Dentro de pocos días celebraremos que hace 7 años que vivimos en nuestra casa, que fue la de mis abuelos. Sí, lo celebramos porque tengo la rareza de acordarme de las fechas y porque nos gusta remarcar en el calendario días especiales para reunirnos y hacer un pastel. En estos años de vida cotidiana lo que era nuevo ha ido desgastándose. Recuerdo que los primeros días hacía que los miembros de mi familia practicamente levitaran sobre el parquet para mantenerlo impoluto. Unas amigas de mis hijas, que se habían mudado de casa recientemente, les dijeron que ya se me pasaría, que esa obsesión tenía un plazo de 6 meses. Lo cierto es que la fuerza obliga a volverse flexible. Cuando el auricular del teléfono se empotró contra el suelo por primera vez -el cable se enrrolla y el aparato resbala al cogerlo- y dejó una marca imperecereda en la madera, me dolió en el alma. Pero, ya está. Como dicen ahora: «Ya pasó». Sigo cuidando el parquet pero hay más de una señal, casi todas de origen y autores conocidos.
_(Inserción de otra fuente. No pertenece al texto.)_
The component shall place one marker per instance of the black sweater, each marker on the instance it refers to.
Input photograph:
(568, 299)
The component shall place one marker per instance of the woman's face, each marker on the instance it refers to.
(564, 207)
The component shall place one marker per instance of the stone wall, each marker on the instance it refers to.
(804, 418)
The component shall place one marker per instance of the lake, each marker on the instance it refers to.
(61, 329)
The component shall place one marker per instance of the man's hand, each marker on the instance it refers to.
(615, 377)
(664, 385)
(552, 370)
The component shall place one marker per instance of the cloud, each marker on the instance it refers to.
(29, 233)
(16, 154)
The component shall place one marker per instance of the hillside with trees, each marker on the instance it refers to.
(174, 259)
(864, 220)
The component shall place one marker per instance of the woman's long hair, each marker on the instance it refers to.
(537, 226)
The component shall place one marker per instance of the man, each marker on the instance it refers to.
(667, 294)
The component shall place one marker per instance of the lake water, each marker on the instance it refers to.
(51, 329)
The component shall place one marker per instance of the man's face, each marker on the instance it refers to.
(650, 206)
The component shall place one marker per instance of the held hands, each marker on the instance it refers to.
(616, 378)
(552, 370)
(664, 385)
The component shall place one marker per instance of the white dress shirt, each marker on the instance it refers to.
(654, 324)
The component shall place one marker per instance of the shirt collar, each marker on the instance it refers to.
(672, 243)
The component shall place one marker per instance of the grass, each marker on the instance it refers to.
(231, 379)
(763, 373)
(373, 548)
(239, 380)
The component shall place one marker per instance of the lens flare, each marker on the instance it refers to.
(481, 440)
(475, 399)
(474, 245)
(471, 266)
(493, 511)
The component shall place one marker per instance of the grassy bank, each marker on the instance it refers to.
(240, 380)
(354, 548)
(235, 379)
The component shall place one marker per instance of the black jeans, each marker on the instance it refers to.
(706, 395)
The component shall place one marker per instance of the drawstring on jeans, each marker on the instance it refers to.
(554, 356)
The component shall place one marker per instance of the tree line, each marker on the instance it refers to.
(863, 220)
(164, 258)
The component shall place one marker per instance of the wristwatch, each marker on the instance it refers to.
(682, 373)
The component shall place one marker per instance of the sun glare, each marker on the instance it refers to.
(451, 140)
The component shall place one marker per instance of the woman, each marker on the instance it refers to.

Vivir las casas comporta actividad y que por tanto las cosas se muevan, se ensucien y ocurran accidentes. A ello hay que añadir el desgaste propio de algunos objetos o aparatos, diseñados sencillamente para durar no más de 5 años. Todo esto viene a cuento porque hace unas semanas empezamos a notar que la tapa del inodoro se movía y que uno de sus engarces estaba muy suelto. Mi padre, que es el manitas de la familia, hizo su trabajo, pero la fuerza de la caducidad de los objetos acabó con la tapa de cerámica. La saqué y busqué dónde encontrar el mismo modelo de la misma marca. Mi amiga Isabel me acompañó a la otra punta de la ciudad donde conseguí el recambio. Mientras, me relataba su teoría de como intervienen elementos sobrenaturales en estos infortunios domésticos. Tras intercambiar información, quedó claro que si nos molestáramos en apuntar cada mes los pequeños desperfectos veríamos que el papel no queda nunca en blanco.

Al llegar a casa me puse manos a la obra. El modelo había mejorado y la tapa tenía más volumen y era ligeramente abombada. No había instrucciones. Solo un papel con tres dibujos tremendamente ilustrativos: no apoyarse con un zapato, no echar productos abrasivos y no dejar caer la tapa en caída libre -¡cómo me altera ese ruido!-. El mantenimiento de un hogar pasa por pequeñas intervenciones como ésta. Vale la pena. Una casa se conserva cuando no dejamos que las huellas del desgaste se hagan excesivamente evidentes.

Esta misma mañana ha muerto mi plancha, un chispazo y adiós para siempre. Ya tengo una nueva misión ineludible.